Perhaps the simplest mechanism for raising the amount of geniculate input required to evoke spikes would be to raise the spike threshold with increasing stimulus contrast. Based on the biophysical properties of cortical cells (see, for example, McCormick et al., 1985), it seems unlikely that the actual voltage threshold for spikes would change with contrast. Indeed, intracellular recordings from simple cells have shown directly that threshold voltage is invariant with contrast (Carandini and Ferster, 2000).
A second potential source for a contrast-dependent change in the effectiveness of the geniculate input is the frequency-dependent depression of LGN synaptic efficacy (Gil et al., 1997, Abbott et al., 1997, Markram and Tsodyks, 1996, Stratford et al., 1996). This depression increases with input firing rate, and thus would increase with contrast. While synaptic depression might partially alleviate the problem of orientation tuning widening with contrast, it is unlikely to solve the problem, for several reasons. First, the primary effect of depression is to lessen the difference between the tuning curves in Figure 4D. Depression cannot be strong enough to eliminate these differences, however, since in real simple cells spiking responses increase with increasing stimulus contrast (Figure 4A). Hence, while the problem may be alleviated, it will not be eliminated. Second, synaptic depression builds over a number of presynaptic spikes, so it would be unlikely to affect the response to transient stimuli such as a flashing bar.
A third way in which contrast could change the effectiveness of the geniculate input is for it to evoke a contrast-dependent hyperpolarization of the resting potential, thus increasing the size of the visually evoked depolarization needed to reach threshold.

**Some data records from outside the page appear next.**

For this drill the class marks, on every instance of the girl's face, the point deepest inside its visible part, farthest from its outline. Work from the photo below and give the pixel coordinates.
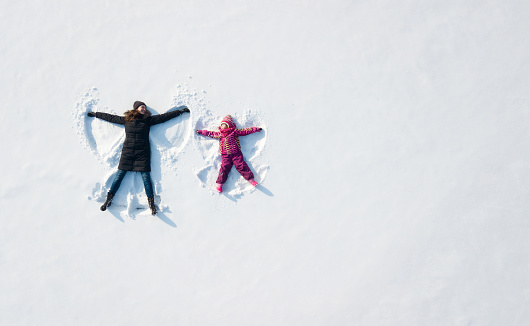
(141, 109)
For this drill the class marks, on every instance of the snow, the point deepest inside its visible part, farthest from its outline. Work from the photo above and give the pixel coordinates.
(393, 165)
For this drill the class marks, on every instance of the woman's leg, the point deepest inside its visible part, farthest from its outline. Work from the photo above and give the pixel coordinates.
(226, 166)
(148, 184)
(117, 181)
(242, 167)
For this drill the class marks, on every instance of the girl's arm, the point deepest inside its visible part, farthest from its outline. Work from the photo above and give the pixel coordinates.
(211, 134)
(160, 118)
(247, 131)
(110, 118)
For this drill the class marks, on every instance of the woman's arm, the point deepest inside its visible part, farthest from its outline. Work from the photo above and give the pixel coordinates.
(108, 117)
(211, 134)
(160, 118)
(247, 131)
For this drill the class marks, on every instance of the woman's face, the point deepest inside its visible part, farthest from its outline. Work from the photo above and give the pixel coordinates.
(141, 109)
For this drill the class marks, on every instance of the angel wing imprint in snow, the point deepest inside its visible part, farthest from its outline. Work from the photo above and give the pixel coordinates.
(105, 141)
(251, 146)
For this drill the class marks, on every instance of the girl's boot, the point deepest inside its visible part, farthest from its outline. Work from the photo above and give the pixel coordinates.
(151, 201)
(107, 202)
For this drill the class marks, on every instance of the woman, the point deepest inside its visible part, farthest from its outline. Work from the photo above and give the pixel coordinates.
(136, 152)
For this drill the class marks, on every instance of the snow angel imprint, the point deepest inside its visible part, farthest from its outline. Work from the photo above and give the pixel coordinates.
(230, 150)
(136, 152)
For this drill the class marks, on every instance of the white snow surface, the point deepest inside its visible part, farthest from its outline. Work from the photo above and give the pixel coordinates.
(393, 167)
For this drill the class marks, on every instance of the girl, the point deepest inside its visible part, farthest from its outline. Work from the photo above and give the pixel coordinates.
(136, 152)
(230, 150)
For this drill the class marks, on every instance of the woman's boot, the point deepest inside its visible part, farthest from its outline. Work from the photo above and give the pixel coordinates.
(151, 201)
(107, 202)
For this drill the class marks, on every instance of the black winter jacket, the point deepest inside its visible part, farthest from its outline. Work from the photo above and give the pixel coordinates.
(136, 152)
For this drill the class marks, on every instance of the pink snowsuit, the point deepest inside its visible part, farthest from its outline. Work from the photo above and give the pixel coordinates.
(230, 149)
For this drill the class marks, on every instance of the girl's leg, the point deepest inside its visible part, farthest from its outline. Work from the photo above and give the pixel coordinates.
(148, 184)
(226, 166)
(117, 181)
(242, 167)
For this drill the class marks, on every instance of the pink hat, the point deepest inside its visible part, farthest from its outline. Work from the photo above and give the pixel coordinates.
(229, 121)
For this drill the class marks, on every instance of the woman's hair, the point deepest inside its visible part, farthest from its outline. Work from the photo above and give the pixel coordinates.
(134, 115)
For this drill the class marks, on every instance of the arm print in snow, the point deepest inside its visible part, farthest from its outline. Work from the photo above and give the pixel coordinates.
(246, 131)
(160, 118)
(111, 118)
(211, 134)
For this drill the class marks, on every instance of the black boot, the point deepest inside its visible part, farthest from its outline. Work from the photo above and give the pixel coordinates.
(107, 202)
(151, 201)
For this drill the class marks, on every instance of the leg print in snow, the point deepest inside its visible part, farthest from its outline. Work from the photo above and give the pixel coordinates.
(105, 141)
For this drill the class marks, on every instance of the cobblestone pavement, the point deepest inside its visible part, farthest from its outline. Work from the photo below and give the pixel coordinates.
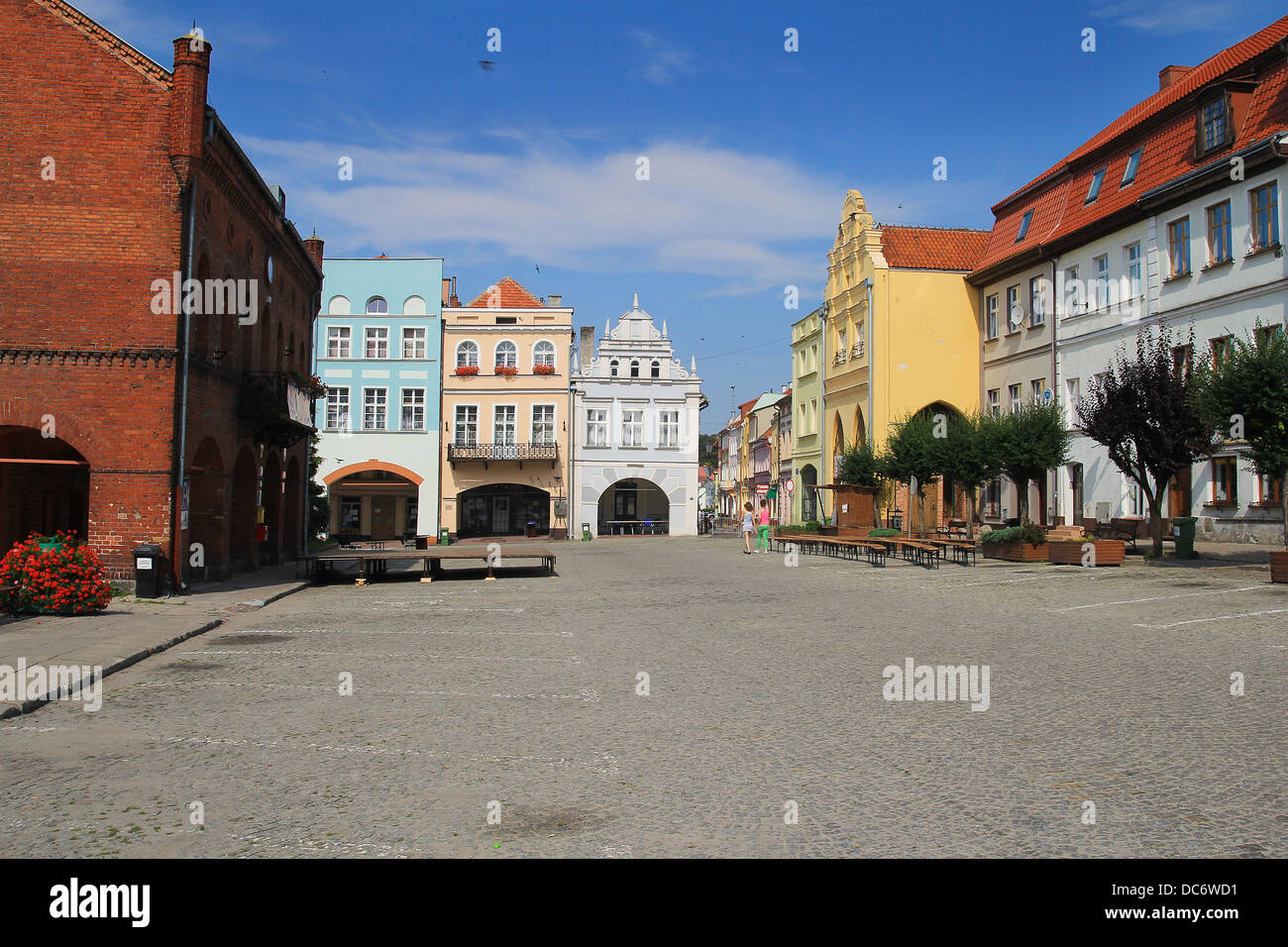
(765, 688)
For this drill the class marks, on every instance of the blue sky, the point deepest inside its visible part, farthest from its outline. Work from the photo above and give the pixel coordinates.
(751, 147)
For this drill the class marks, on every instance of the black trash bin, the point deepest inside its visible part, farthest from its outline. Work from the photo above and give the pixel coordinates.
(149, 571)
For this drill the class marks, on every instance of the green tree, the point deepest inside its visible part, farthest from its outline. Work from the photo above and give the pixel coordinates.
(1028, 442)
(1247, 395)
(1142, 412)
(912, 457)
(320, 502)
(967, 454)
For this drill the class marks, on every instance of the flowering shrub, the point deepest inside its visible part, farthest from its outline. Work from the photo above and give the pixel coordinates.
(60, 579)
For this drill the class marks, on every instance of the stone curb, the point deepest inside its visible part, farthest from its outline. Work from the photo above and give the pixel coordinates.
(27, 706)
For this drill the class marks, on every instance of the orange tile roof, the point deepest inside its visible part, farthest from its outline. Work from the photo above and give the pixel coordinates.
(932, 248)
(513, 296)
(1163, 125)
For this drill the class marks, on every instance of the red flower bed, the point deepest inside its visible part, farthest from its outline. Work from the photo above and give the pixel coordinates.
(60, 579)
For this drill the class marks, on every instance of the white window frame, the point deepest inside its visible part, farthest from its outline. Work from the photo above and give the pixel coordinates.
(376, 406)
(424, 343)
(402, 415)
(554, 423)
(368, 334)
(343, 342)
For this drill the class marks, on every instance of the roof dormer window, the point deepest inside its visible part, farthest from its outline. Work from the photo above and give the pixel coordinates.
(1024, 226)
(1096, 180)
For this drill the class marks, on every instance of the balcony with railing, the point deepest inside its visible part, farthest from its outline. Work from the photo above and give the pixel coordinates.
(502, 451)
(275, 406)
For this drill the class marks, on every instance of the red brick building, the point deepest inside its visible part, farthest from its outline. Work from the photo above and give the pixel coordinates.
(120, 179)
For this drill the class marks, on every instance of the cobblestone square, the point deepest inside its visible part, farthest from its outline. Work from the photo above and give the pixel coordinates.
(765, 689)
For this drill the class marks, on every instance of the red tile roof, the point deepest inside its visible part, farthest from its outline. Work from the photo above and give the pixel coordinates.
(932, 248)
(513, 296)
(1163, 125)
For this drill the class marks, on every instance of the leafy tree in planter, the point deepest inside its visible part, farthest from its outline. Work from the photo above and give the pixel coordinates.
(1142, 412)
(1245, 398)
(912, 454)
(1029, 442)
(967, 455)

Contrast adaptation evokes just such a hyperpolarization (Carandini and Ferster, 1997), which may be due in part to a long-lasting potassium conductance (Sanchez-Vives et al., 1997). Such adaptation is orientation-tuned, however: it is not induced by stimuli with orientation orthogonal to the preferred (Allison and Martin, 1997). It also requires several seconds to develop fully (Carandini and Ferster, 1997, Ohzawa et al., 1985, Albrecht et al., 1984, McLean and Palmer, 1996). Thus, adaptation-induced hyperpolarization is unlikely to provide the required suppression of geniculate input.

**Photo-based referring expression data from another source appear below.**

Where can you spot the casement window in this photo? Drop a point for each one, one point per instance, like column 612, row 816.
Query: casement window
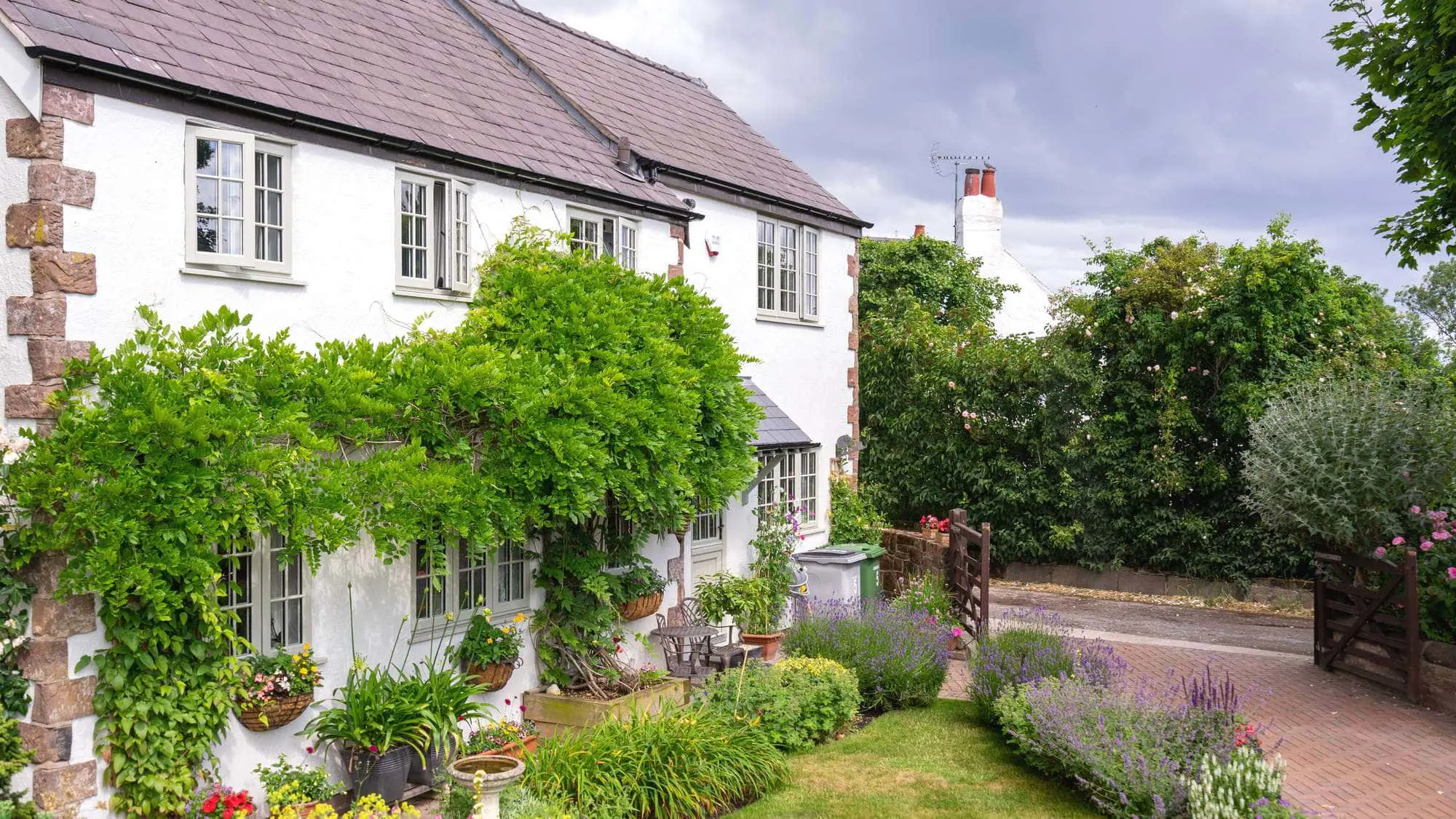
column 240, row 215
column 601, row 235
column 468, row 583
column 435, row 232
column 708, row 526
column 790, row 475
column 788, row 270
column 269, row 599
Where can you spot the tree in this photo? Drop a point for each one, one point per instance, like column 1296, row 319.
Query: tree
column 1407, row 58
column 1435, row 299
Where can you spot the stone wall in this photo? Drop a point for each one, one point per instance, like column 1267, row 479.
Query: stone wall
column 906, row 555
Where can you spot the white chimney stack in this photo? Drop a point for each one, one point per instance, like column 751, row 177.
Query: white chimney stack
column 979, row 232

One of the few remaining possibilities, and the one that we favor, is that the contrast-related modulation of the efficacy of the thalamic input necessary to explain contrast-invariant orientation tuning is supplied by stimulus-induced synaptic inhibition. When the feedforward model is extended to include inhibition, not only does it explain how inhibition could provide contrast invariance, but it also accounts for some of the known receptive field properties of inhibition in simple cells.